GEMS-0001 is derived from the cross (PI 503806 x B94) \\\ B94. The recurrent parent, B94, is an AES 800 maturity stiff-stalk synthetic inbred line, selected for its high yield performance in single cross tests. GEMS-0001 flowered 5 days later than B94 at Ames IA in 1998, and 3 days later than B94 at Stoneville MS in 1999. The donor parent, PI 503806, is a tropical maize from Peru selected for its resistance to leaf blade feeding damage caused by first generation European corn borer and leaf sheath and collar feeding damage caused by the second generation of the insect. The resistance for PI 503806 is not based on DIMBOA levels, a cyclic hydroxamic acid that is commonly associated with conventional leaf blade feeding resistance in maize.

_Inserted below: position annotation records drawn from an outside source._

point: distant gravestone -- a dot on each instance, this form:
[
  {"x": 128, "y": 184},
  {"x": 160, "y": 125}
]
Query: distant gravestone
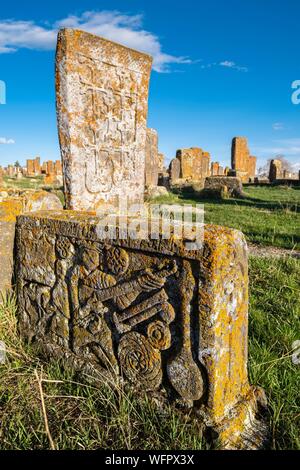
[
  {"x": 151, "y": 163},
  {"x": 102, "y": 92},
  {"x": 175, "y": 169}
]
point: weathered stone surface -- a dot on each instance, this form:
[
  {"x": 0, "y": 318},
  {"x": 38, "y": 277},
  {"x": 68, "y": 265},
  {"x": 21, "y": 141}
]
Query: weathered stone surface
[
  {"x": 170, "y": 320},
  {"x": 157, "y": 191},
  {"x": 161, "y": 162},
  {"x": 242, "y": 163},
  {"x": 234, "y": 185},
  {"x": 102, "y": 90},
  {"x": 194, "y": 163},
  {"x": 215, "y": 169},
  {"x": 12, "y": 204},
  {"x": 174, "y": 170},
  {"x": 151, "y": 163},
  {"x": 275, "y": 171}
]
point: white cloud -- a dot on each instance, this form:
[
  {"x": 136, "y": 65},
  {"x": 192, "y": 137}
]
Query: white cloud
[
  {"x": 286, "y": 147},
  {"x": 112, "y": 25},
  {"x": 225, "y": 63},
  {"x": 278, "y": 126},
  {"x": 232, "y": 65},
  {"x": 5, "y": 141}
]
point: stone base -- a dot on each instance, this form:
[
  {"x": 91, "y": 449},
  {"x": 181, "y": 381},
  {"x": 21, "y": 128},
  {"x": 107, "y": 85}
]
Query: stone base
[
  {"x": 169, "y": 320},
  {"x": 14, "y": 202}
]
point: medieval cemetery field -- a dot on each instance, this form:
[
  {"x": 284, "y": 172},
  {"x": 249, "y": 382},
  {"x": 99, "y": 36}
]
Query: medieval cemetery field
[
  {"x": 43, "y": 406},
  {"x": 267, "y": 215}
]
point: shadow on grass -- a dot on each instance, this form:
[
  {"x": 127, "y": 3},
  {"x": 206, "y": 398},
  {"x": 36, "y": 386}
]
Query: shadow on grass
[{"x": 247, "y": 201}]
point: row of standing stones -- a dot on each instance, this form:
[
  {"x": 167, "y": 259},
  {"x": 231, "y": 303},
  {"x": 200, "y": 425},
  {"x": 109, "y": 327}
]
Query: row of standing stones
[{"x": 169, "y": 320}]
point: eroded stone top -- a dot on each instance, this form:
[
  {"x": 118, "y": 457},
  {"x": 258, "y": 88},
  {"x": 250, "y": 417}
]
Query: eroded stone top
[{"x": 102, "y": 92}]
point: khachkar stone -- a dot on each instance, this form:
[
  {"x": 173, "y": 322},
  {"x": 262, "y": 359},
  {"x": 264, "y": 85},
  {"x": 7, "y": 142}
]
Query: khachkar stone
[
  {"x": 175, "y": 170},
  {"x": 275, "y": 171},
  {"x": 171, "y": 321},
  {"x": 151, "y": 162},
  {"x": 161, "y": 162},
  {"x": 191, "y": 163},
  {"x": 215, "y": 169},
  {"x": 243, "y": 164},
  {"x": 102, "y": 91}
]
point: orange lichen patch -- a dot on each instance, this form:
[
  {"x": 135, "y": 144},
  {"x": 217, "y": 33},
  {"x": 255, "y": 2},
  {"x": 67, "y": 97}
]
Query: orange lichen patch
[{"x": 10, "y": 209}]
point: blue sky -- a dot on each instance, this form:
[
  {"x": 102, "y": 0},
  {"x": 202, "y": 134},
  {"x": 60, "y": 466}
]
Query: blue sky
[{"x": 222, "y": 69}]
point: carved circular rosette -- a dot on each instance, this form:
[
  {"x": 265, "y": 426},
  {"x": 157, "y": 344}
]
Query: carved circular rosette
[
  {"x": 159, "y": 335},
  {"x": 139, "y": 361},
  {"x": 64, "y": 247}
]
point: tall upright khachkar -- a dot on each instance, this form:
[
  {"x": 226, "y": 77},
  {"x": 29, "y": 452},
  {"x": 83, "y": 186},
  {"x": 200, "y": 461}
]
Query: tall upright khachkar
[
  {"x": 102, "y": 93},
  {"x": 193, "y": 162},
  {"x": 275, "y": 171},
  {"x": 243, "y": 164},
  {"x": 171, "y": 321},
  {"x": 151, "y": 162}
]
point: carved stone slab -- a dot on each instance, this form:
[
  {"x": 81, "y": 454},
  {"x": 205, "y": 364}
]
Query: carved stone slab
[
  {"x": 102, "y": 92},
  {"x": 169, "y": 320}
]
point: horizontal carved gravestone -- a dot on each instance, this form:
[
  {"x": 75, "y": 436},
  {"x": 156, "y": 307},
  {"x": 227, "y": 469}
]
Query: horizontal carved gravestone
[
  {"x": 102, "y": 92},
  {"x": 14, "y": 202},
  {"x": 169, "y": 320}
]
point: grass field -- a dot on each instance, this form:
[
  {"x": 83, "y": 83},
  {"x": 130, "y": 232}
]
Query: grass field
[
  {"x": 82, "y": 416},
  {"x": 267, "y": 215}
]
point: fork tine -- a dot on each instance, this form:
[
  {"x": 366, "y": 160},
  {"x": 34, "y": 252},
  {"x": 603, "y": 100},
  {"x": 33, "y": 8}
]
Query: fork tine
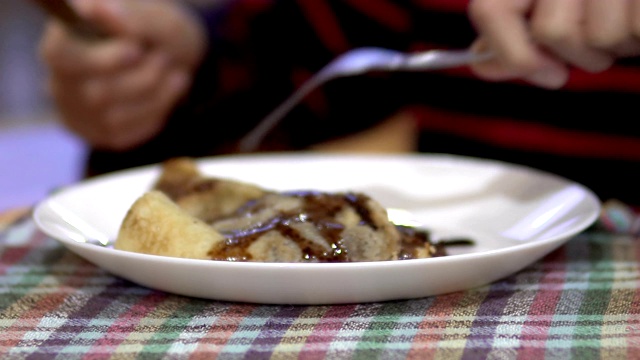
[{"x": 355, "y": 62}]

Breeding lines from the cross PI 503806 x B94 were advanced by backcrossing to B94 three generations. Throughout the breeding program, donor plants were selected by evaluating their resistance to European corn borer feeding on leaf blades and on leaf sheaths and collars of plants artificially infested with the insect. Only selected resistant plants were carried forward in the breeding effort. Third generation backcross seed were grown in Ames, Iowa in 1999 and plants were full sib-mated to obtain a seed increase for distribution.  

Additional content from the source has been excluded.